Stuck in the spillage (Credit: AP/PTI)strong winds and rain hampered the cleanup of an oil spill from a tanker off the Spanish coast. The tanker, laden with more than 70,000 tonnes of fuel oil, snapped into two and sank recently. The slick has blackened the coastline of Galicia, thrown 1,000 Spanish fisherfolk out of work and coated sea birds. It will be disastrous for Europe's richest fisheries, including gourmet delicacies such as lobsters, goose barnacles, mussels, octopuses and crabs. Christopher Hails, from the World Wide Fund for Nature, Switzerland, says that toxic chemicals in the oil can cause physical damage to marine life.

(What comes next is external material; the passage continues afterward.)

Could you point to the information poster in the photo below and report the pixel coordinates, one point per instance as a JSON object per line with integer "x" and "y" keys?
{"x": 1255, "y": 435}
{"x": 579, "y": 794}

The 26-year-old Prestige, sailing under a Bahamas flag, spilled fuel oil when it was hit by a storm. It took an estimated 60,000 tonnes with it to the ocean floor and left behind 280 kilometres (km) of oil slick. Ecologists fear that the tanker is now an 'environmental time bomb' as it rests 3.6 km below the surface. Experts say that the ship's tanks might crack upon hitting the sea floor or implode from pressure and even rust eventually. Some others contend that toxic oil in the tanks could harden due to frigid temperatures in the sea.
Though oil spilt in the disaster is enormous, there have been worse spills before. The Atlantic Empress sank off Tobago, West Indies in 1979 leaking 287,000 tonnes of oil. The ABT Summer went down 700 nautical miles off Angola in 1991 and spilt 260,000 tonnes of oil (see: Down To Earth, Vol 11, No 12, November 15, 2002). The latest disaster has prompted a debate on whether such old ships should be allowed to sail or not.